In general every person is a bit apprehensive ahead of surgical procedures. That is the reason why ahead of general anesthesia most of the anesthesiologists will give some Midazolam. If the procedure is very short your provider may opt out to avoid that you are sleepy to long.
Actually it is based a lot on doctor preference, as well as patient
needs.If a patient seems anxious then we may give them relaxing
medications. Every medication we give have some sort of side effect, so we
attempt to minimize things that are not needed. We don’t give relaxing
medications to elderly (most of the time) because it makes them hard to
wake up from surgery. Other deciding factors is the type of surgery you are
having, the anesthestic plan, and of course your o
Sometimes it is physician preference, but most often it has do with mental clarity after the procedure. Benzodiazapines are the commonly used premeds for relaxation and their effects can last up to 24hrs, so depending on the type of case some physicians may choose not give them.
Yes, that is the doctor's decision based on their review of your chart and the type of surgery you are having.
Premedication is very important in anesthesia. In the past, all patients were premedicated before arriving. I believe because of cost, this changed. But a well premedicated patient is more cooperative and have less complications.
Yes, to some degree. It also depends on patient's status and if procedure or surgery is going to be long or short and amount of stress it will inflict on the body.
Your anesthesiologist decides what premedication, if any, to give you prior
to general anesthesia for your surgery.
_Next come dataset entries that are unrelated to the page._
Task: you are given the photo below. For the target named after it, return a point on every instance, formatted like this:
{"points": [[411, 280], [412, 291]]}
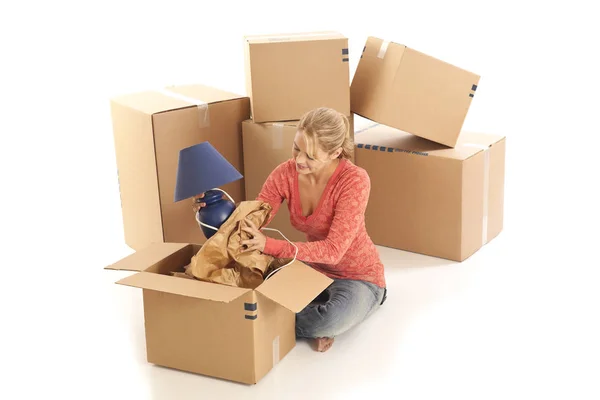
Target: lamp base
{"points": [[216, 211]]}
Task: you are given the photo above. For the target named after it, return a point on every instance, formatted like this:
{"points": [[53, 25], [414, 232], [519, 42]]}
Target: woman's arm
{"points": [[348, 218]]}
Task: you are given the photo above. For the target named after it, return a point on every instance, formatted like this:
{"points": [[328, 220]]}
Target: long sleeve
{"points": [[275, 190], [348, 217]]}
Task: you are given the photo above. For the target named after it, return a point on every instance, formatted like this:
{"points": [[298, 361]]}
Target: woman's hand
{"points": [[257, 239], [197, 205]]}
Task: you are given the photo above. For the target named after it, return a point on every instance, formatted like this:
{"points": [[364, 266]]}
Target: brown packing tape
{"points": [[203, 114], [383, 49], [277, 143]]}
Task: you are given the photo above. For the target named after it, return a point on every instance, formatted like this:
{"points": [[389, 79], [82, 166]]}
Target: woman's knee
{"points": [[349, 303]]}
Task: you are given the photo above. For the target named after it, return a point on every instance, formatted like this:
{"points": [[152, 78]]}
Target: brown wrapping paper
{"points": [[222, 259]]}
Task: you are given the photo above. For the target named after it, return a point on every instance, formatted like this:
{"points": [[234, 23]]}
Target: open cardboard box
{"points": [[212, 329]]}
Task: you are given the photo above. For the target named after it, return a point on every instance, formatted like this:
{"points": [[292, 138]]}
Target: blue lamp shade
{"points": [[201, 167]]}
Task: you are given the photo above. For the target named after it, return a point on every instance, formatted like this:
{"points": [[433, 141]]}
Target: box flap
{"points": [[173, 98], [387, 139], [204, 93], [183, 286], [147, 257], [294, 286], [294, 37]]}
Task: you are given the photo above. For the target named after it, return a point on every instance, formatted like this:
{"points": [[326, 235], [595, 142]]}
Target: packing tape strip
{"points": [[278, 136], [383, 49], [203, 115], [276, 351], [486, 187], [289, 36]]}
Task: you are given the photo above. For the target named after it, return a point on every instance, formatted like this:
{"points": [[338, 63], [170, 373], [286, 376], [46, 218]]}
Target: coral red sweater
{"points": [[337, 241]]}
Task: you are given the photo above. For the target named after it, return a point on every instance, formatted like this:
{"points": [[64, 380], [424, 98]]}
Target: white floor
{"points": [[518, 320], [497, 326]]}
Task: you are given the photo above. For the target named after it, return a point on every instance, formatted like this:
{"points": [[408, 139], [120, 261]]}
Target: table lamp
{"points": [[202, 169]]}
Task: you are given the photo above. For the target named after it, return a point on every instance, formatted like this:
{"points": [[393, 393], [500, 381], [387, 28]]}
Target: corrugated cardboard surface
{"points": [[288, 75], [409, 90], [150, 129], [217, 330], [428, 198]]}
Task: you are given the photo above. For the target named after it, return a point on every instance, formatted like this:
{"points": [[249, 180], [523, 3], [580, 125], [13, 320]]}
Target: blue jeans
{"points": [[343, 305]]}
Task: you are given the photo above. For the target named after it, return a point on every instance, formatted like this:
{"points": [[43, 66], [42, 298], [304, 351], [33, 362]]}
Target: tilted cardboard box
{"points": [[150, 128], [212, 329], [430, 199], [400, 87], [288, 75]]}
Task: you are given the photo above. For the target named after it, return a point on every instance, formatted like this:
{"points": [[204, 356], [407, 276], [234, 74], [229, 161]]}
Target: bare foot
{"points": [[324, 344]]}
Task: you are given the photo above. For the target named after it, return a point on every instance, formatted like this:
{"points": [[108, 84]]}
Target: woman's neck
{"points": [[323, 176]]}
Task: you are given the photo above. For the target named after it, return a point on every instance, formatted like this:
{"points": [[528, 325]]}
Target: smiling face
{"points": [[307, 161]]}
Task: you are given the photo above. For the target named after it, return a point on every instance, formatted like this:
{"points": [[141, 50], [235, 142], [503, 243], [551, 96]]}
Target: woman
{"points": [[327, 196]]}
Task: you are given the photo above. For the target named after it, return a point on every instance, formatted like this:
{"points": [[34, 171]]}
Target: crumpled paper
{"points": [[222, 258]]}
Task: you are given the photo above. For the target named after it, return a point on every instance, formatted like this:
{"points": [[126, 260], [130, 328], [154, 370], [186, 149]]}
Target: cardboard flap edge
{"points": [[294, 286]]}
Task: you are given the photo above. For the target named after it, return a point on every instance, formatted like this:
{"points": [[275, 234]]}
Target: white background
{"points": [[517, 320]]}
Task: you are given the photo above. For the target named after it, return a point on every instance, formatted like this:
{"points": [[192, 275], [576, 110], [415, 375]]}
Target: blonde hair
{"points": [[328, 129]]}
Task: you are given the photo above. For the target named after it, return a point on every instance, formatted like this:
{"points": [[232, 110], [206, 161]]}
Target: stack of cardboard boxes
{"points": [[435, 189]]}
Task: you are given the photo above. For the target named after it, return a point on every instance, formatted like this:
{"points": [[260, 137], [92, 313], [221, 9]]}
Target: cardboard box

This decision may be based on your
state of health, level of alertness, degree of disability, time of day,
concomitant use of medications (drug interactions) and other factors. Of
course, communicating your concerns, apprehensions, anxiety and nervousness
to your anesthesiologist and requesting a calming medication before surgery
are good ways to insure receiving that medication if you so desire.
Anesthesia is not cook book. It is an art form. Each physician has their own formula. So the short answer is yes Doctor preference.
Each anaesthetic is different and each doctor has a preference as well. We certainly give relaxing medication if the patient looks anxious, but also we give it to augment the effect of anesthetic drugs we use. In some cases, giving relaxing medication allows us to use less anaesthetic drugs yet get the same effect, thereby reducing the amount of drugs given to a patient.

Giving premedication depends on circumstances, medical conditions, patient's level of anxiety and type of surgery. There are no rigid guidelines and sometimes, it depends on the provider preference.

I hope that helps.

Dr Ketch
It could be physician preference, age related contraindication, or short outpatient procedure.